Allergic purpura: treatment, prognosis
Treatment of Allergic purpura
While Allergic purpura is generally a mild illness that resolves spontaneously, it can cause serious problems in the kidneys and bowels. The rash can be very prominent, especially on the lower extremities.
The treatment of Allergic purpura is directed toward the most significant area of involvement. Joint pain can be relieved by antiinflammatory medications, such as aspirin or ibuprofen (Motrin). Some patients can require cortisone medications, such as prednisone, especially those with significant abdominal pain or kidney disease.
Patients with severe kidney complications may require a kidney biopsy, cyclophosphamide (Cytoxan) has been used to suppress the immune system. Even after all other symptoms subside, elevated levels of blood or protein in the urine may persist for months and require regular monitoring. Hypertension or kidney failure may develop months or even years after the acute phase of the disease. Kidney failure requires dialysis or transplantation.

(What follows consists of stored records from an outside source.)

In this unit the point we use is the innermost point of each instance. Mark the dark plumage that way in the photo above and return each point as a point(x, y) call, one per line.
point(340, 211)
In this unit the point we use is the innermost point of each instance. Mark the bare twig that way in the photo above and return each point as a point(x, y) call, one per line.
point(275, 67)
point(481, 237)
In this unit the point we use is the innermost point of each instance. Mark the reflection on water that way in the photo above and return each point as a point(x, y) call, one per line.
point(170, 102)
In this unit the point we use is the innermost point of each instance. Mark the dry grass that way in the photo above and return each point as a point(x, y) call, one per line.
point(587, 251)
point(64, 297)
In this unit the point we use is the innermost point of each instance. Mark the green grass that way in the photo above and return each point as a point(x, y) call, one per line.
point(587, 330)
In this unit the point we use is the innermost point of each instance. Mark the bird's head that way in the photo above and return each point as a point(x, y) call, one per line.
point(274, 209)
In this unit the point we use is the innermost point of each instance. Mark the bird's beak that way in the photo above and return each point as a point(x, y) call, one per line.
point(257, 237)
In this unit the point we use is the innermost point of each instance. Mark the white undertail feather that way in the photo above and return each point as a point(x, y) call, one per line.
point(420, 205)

Prognosis of Allergic purpura
Allergic purpura is an acute self-limited illness and usually resolves without treatment, but may rarely lead to complications. Initial attacks of Henoch-Schonlein purpura can last several months. One third of patients have one or more recurrences.
Children younger than 3 years have a shorter, milder course and fewer recurrences.
The long-term prognosis of Allergic purpura is directly dependent on the severity of renal involvement.